这一切的一切,他全看在眼里!不管她如何掩饰,那道受了惊的慌乱灵魂,逃不过他的眼。
脑中依稀记得,稍早前玄隶曾说过,她进宫有一个多月了,而且博得全然的专宠……
这么说来,她早就是父皇的人了!
心口狠狠一揪,他接住胸口撕裂般的剧痛,疼得无法再思考。
这一切究竟该死的怎么一回事?谁能告诉他,为什么他倾心所爱的女子、他的太子妃,会成为父皇迷恋的女子、父皇的宠妃?上天这玩笑开得太大了!
此时此刻,父皇一定正沉醉在她的柔情温香中吧?
只要一想到她曾夜夜躺在别的男人怀中任其怜爱,他就……
噬骨剜心的灭绝之痛,他无法承受。
“棠儿……”不知不觉中,哀绝的呼唤轻逸出口,他仰起水光清亮的眸子,失魂地喃喃低问。“为什么要这么对我?为什么──”
满室幽寂,是唯一的回答。
朱允淮一夜无眠,空洞的眼眸漫无焦距的看着燃烬的烛芯。
这是他最难熬的一夜。
天一亮,他便再也按捺不住,直接前往兰苑。
他问过了,似乎整个皇宫之中,没有人不知道“兰妃”这号人物。
她就住在兰苑中,也许是她特别爱兰花吧,所以皇上特别在兰苑中植满名贵奇珍的各式兰花,以讨她欢心,那娇怜珍宠的程度可见一斑……
不,他知道不是这样的,他们都说错了!她不是爱兰花,而是身上自有一股浑然天成的幽兰馨香,清雅醉人,愈是与她亲近,愈能感觉到……
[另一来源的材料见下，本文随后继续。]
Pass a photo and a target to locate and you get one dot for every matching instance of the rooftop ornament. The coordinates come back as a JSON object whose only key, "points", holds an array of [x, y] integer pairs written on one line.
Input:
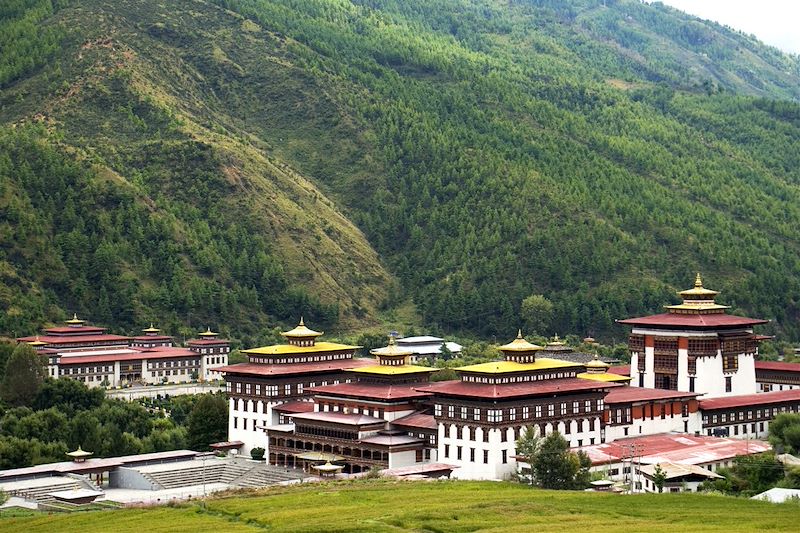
{"points": [[75, 321], [207, 334], [79, 455]]}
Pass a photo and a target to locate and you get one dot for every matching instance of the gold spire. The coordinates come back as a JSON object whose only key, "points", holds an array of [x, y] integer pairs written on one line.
{"points": [[596, 366], [208, 333], [38, 342], [75, 321], [519, 345], [301, 331]]}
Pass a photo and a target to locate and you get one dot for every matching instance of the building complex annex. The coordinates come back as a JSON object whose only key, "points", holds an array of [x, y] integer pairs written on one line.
{"points": [[96, 358]]}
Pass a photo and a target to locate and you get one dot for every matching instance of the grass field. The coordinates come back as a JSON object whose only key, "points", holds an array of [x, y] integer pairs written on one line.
{"points": [[373, 506]]}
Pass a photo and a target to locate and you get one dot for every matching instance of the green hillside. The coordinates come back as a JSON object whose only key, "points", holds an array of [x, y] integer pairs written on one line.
{"points": [[596, 154], [379, 506]]}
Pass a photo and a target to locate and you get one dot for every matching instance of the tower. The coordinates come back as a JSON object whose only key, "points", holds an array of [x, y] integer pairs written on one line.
{"points": [[696, 346]]}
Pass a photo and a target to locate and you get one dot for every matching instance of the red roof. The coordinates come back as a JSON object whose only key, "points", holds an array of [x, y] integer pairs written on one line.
{"points": [[778, 365], [76, 339], [714, 320], [371, 391], [74, 330], [417, 421], [745, 400], [674, 447], [640, 394], [257, 369], [621, 370], [295, 407], [514, 390], [162, 352]]}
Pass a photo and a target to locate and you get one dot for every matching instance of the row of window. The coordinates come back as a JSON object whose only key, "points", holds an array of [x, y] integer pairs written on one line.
{"points": [[253, 423], [73, 370], [512, 414], [518, 379], [172, 364], [306, 359], [748, 415], [485, 454]]}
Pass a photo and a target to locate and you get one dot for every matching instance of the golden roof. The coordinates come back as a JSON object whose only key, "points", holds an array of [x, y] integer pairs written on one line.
{"points": [[699, 290], [555, 341], [596, 363], [604, 377], [519, 345], [389, 370], [79, 453], [37, 342], [75, 321], [301, 331], [507, 367], [391, 350], [291, 349], [698, 298], [208, 333]]}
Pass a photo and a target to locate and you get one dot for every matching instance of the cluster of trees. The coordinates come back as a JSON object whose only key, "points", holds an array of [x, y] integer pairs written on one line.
{"points": [[515, 170], [753, 474], [42, 419], [87, 241], [552, 465], [480, 147]]}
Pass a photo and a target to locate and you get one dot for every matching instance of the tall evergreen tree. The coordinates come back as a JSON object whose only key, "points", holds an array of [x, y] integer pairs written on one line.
{"points": [[25, 373], [208, 422]]}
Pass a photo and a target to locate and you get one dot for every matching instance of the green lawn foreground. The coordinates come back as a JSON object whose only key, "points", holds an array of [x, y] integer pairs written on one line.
{"points": [[374, 506]]}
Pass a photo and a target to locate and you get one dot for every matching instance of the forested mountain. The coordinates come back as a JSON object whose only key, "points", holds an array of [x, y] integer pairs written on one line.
{"points": [[192, 160]]}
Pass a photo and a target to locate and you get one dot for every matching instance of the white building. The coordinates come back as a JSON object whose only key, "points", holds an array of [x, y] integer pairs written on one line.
{"points": [[695, 347]]}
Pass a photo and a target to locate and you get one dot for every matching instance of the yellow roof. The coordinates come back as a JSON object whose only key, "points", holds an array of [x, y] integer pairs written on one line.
{"points": [[698, 306], [75, 320], [392, 350], [301, 331], [506, 367], [699, 290], [519, 345], [603, 376], [37, 342], [388, 370], [597, 363], [290, 349]]}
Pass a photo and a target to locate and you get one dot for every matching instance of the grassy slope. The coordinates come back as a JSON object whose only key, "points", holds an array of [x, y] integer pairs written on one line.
{"points": [[141, 83], [450, 506], [489, 150]]}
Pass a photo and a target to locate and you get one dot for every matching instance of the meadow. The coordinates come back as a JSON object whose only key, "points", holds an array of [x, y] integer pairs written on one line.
{"points": [[382, 505]]}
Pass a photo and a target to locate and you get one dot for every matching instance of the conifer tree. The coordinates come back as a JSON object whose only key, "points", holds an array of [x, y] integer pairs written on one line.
{"points": [[25, 373]]}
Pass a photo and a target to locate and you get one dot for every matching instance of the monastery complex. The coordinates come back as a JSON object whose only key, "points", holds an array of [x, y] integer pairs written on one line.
{"points": [[694, 388]]}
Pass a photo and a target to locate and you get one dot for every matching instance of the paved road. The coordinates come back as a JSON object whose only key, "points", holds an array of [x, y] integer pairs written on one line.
{"points": [[153, 390]]}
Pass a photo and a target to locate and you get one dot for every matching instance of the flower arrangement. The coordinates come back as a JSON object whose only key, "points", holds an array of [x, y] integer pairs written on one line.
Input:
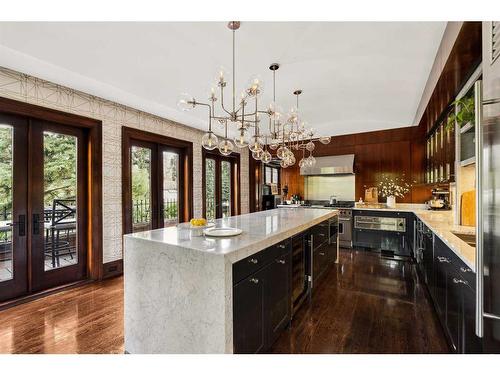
{"points": [[393, 186]]}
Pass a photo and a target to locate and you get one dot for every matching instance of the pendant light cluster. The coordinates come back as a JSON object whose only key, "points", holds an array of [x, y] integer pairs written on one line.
{"points": [[286, 132]]}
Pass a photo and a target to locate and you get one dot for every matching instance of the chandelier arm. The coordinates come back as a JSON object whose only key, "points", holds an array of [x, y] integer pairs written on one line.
{"points": [[210, 109], [222, 101], [234, 73]]}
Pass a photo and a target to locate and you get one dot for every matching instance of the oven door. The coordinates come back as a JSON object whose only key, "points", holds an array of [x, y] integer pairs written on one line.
{"points": [[345, 231]]}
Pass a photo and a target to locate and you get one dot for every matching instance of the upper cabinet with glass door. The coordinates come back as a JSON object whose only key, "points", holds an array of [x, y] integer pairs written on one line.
{"points": [[464, 121]]}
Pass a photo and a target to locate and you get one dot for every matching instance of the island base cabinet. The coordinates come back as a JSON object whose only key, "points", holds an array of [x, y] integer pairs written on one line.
{"points": [[248, 314], [277, 302], [262, 306], [453, 295]]}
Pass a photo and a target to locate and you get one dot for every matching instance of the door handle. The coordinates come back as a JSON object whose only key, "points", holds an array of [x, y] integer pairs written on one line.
{"points": [[21, 225], [36, 223]]}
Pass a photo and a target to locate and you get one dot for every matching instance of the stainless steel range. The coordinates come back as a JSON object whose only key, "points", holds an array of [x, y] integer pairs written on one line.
{"points": [[345, 222], [345, 219]]}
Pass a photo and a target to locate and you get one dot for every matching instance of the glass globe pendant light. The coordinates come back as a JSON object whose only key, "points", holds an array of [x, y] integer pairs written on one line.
{"points": [[257, 155], [209, 141], [266, 156], [325, 139], [255, 144]]}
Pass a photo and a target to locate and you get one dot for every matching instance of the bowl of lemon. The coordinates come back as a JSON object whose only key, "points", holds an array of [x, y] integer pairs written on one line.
{"points": [[196, 226]]}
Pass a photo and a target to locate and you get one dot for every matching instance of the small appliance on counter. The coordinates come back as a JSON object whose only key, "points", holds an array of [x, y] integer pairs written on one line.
{"points": [[440, 199], [371, 195]]}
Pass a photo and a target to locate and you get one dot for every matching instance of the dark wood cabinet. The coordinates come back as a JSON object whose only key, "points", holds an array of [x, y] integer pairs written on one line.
{"points": [[469, 342], [262, 305], [300, 268], [277, 300], [451, 285], [269, 286], [248, 314]]}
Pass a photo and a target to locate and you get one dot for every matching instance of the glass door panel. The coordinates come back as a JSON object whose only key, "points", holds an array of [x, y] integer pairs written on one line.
{"points": [[6, 185], [170, 188], [226, 179], [210, 189], [220, 176], [60, 184], [59, 204], [141, 189]]}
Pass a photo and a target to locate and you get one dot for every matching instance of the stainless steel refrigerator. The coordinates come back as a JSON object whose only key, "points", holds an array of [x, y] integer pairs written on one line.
{"points": [[488, 192]]}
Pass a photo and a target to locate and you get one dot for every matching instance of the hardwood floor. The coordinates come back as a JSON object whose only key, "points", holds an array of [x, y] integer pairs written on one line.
{"points": [[365, 304], [87, 319]]}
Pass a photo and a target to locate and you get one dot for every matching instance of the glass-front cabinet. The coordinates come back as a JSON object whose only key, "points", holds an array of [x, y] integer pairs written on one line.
{"points": [[440, 153], [451, 141]]}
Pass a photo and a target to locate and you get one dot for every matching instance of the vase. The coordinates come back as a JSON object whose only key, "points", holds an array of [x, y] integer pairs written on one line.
{"points": [[391, 201]]}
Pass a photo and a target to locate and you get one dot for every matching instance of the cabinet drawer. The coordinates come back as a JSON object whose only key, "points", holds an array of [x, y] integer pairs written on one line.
{"points": [[253, 263], [320, 234], [320, 261]]}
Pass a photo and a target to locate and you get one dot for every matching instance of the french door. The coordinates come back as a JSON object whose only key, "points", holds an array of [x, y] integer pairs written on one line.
{"points": [[156, 178], [221, 196], [43, 210]]}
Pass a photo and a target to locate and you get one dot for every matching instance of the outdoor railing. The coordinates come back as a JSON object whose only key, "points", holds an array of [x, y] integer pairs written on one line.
{"points": [[141, 211]]}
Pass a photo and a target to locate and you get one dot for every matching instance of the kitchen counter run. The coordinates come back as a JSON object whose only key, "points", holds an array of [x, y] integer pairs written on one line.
{"points": [[441, 223], [178, 288]]}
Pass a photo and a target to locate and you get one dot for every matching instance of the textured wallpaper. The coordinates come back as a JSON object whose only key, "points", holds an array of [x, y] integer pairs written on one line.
{"points": [[22, 87]]}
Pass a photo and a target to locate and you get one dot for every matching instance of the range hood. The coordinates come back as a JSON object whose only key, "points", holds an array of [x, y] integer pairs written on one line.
{"points": [[330, 165]]}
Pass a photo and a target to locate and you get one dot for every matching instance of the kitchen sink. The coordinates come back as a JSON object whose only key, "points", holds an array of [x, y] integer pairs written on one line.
{"points": [[470, 239]]}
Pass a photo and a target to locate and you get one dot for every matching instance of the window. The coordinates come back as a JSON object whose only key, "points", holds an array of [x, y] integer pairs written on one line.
{"points": [[157, 174], [221, 185], [271, 175]]}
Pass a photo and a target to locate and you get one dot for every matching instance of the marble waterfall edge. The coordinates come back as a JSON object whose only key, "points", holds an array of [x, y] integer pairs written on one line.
{"points": [[178, 289]]}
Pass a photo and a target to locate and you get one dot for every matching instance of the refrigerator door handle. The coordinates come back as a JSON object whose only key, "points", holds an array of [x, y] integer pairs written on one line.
{"points": [[478, 104]]}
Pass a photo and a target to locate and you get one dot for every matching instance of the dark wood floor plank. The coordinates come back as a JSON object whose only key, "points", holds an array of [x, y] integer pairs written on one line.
{"points": [[364, 304]]}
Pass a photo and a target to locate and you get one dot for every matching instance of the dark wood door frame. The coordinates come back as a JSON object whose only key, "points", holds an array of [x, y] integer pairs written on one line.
{"points": [[18, 285], [44, 279], [93, 128], [158, 143], [234, 159]]}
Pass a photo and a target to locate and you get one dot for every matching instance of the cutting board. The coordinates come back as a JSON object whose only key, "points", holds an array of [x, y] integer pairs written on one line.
{"points": [[468, 208]]}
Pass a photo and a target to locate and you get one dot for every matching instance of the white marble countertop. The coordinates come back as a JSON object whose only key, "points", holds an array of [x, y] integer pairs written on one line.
{"points": [[441, 223], [260, 230]]}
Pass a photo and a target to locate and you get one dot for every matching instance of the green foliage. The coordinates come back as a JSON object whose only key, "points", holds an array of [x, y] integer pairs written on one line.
{"points": [[141, 163], [59, 169], [465, 112], [5, 168]]}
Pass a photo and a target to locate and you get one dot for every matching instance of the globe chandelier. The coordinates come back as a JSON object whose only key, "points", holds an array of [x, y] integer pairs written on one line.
{"points": [[285, 133]]}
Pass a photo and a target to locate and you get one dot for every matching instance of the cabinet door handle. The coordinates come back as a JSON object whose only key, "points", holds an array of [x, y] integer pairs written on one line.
{"points": [[444, 260], [458, 281]]}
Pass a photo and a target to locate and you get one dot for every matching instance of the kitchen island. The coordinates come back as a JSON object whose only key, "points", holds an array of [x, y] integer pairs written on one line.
{"points": [[179, 288]]}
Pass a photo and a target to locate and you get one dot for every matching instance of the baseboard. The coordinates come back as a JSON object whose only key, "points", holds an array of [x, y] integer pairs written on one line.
{"points": [[112, 269]]}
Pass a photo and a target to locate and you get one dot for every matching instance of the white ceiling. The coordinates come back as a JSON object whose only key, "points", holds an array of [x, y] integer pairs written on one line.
{"points": [[356, 76]]}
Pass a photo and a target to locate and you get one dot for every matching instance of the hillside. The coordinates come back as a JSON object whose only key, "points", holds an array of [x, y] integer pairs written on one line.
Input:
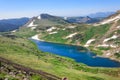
{"points": [[101, 38], [19, 49], [12, 24]]}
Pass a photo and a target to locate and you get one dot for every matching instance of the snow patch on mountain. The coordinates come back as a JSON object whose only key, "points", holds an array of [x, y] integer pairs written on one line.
{"points": [[71, 27], [113, 37], [107, 45], [71, 35], [39, 17], [32, 24], [118, 27], [89, 42], [50, 29], [110, 20], [53, 32], [36, 37]]}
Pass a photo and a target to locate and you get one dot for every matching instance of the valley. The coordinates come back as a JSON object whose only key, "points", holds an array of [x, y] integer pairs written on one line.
{"points": [[101, 38]]}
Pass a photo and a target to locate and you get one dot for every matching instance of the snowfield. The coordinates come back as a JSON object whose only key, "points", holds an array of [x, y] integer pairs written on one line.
{"points": [[89, 42], [50, 29], [71, 35], [113, 37], [53, 32], [32, 24], [110, 20], [36, 37]]}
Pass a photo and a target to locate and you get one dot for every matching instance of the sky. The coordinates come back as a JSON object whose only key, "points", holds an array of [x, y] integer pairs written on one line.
{"points": [[30, 8]]}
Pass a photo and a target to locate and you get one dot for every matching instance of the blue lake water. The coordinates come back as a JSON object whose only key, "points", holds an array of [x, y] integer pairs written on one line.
{"points": [[73, 52]]}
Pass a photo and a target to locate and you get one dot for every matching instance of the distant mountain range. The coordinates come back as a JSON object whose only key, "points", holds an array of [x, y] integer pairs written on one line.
{"points": [[11, 24], [101, 14], [48, 20], [92, 18]]}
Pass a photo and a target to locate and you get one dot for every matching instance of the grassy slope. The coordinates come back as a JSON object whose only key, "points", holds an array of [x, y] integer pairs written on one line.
{"points": [[25, 52]]}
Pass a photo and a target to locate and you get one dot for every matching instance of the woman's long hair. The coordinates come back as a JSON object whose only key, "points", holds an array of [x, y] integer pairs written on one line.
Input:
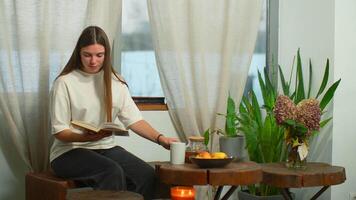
{"points": [[95, 35]]}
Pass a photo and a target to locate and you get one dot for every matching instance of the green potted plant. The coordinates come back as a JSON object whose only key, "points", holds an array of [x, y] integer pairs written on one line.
{"points": [[265, 138], [230, 141]]}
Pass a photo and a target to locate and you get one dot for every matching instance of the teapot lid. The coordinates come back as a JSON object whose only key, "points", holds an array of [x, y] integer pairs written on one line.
{"points": [[196, 138]]}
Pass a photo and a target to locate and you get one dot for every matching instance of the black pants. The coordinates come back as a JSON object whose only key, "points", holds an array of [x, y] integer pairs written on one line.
{"points": [[106, 169]]}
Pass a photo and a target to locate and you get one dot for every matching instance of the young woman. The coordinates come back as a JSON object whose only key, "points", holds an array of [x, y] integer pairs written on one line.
{"points": [[88, 89]]}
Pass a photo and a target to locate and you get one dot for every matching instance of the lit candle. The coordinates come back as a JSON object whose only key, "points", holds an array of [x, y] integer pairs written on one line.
{"points": [[182, 193]]}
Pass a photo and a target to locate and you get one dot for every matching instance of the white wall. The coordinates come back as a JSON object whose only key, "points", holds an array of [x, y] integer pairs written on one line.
{"points": [[326, 29], [344, 132]]}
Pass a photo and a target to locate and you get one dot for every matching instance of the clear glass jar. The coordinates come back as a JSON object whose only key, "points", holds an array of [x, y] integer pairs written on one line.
{"points": [[195, 145]]}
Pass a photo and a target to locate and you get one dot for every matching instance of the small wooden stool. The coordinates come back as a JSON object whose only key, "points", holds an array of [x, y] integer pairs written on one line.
{"points": [[104, 195]]}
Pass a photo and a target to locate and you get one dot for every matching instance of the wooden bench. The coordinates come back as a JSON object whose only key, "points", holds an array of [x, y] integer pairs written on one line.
{"points": [[46, 186]]}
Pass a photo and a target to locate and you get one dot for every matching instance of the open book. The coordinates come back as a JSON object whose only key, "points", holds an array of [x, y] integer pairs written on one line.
{"points": [[107, 126]]}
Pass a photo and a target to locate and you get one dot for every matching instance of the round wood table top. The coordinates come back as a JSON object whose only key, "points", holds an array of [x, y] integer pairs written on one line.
{"points": [[103, 195], [235, 173], [316, 174]]}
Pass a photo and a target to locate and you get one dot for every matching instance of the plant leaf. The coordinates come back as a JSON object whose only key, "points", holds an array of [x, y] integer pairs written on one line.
{"points": [[329, 95], [310, 78], [325, 79], [285, 85], [230, 124], [324, 122], [300, 95]]}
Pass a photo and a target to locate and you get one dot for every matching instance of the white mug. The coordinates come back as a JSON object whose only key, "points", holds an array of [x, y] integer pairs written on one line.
{"points": [[177, 153]]}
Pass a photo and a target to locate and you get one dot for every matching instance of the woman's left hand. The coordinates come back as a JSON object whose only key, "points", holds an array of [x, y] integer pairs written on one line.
{"points": [[166, 141]]}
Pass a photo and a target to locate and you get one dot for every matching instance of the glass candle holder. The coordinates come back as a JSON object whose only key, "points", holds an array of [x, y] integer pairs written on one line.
{"points": [[182, 193]]}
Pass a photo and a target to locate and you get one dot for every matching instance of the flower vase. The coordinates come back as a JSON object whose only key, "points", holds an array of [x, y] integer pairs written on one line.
{"points": [[297, 156]]}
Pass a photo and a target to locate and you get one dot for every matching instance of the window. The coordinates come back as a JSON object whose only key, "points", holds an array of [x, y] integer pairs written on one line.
{"points": [[138, 52]]}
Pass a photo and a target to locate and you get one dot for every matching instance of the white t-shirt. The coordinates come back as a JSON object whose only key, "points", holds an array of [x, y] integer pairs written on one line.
{"points": [[80, 96]]}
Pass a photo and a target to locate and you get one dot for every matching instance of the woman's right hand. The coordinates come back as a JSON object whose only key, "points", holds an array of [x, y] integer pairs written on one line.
{"points": [[92, 136]]}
尖锐的嫉妒疼楚扎入心肺。父皇与她夜夜缠绵,想必是知之甚详了。
一近兰苑,他反倒迟疑了。
若是撞见她与父皇……他不晓得自己还能不能承受得住。
深吸了口气,正欲踏入那道圆形拱门,一道轻盈飘逸的身形走入他的视线当中,他一时呆立在原处。
兰妃也在同时发现了他,异样的眸光一闪而逝,移步上前见礼。“兰妃见过殿下千岁。”
“别这样──”朱允淮赶忙上前想扶她,目光瞥见她身后一道跪礼的两名宫女,又硬生生地抽回手,力持沉稳地说道:“不用多礼。”
“谢殿下。”她的目光定在某一点,就是不敢迎视他。
朱允淮往她身后看去,问道:“父皇上早朝了吗?”
思及此,心头仍是止不住隐隐生疼,他记得……父皇昨日是在这儿过夜。
兰妃呐呐地张口,却仍是什么也没说,无声地点了一下头。
为什么还要觉得难受?过去的一个月当中,早造就了这样的既定事实,不是吗?
他张口欲言,见着随侍的宫女,他又道:“你们先下去。”
“是。”两名宫女躬身一福,便退了下去,不敢冲犯太子威仪。
“瓜田李下呀,太子。”兰妃退开一步,无意识的绞着帕子,心中不安。
“心中坦然,何惧瓜田李下?”他直勾勾地揪着她,似要看进她灵魂深处。“我们之间有让人质疑的理由吗?”
她吸了口冷气。“兰妃不明白太子的意思。”
“不明白?”他苦涩地重复。“你以为我就比你明白多少?不,我也不明白,我也想明白呀!可是谁来告诉我?”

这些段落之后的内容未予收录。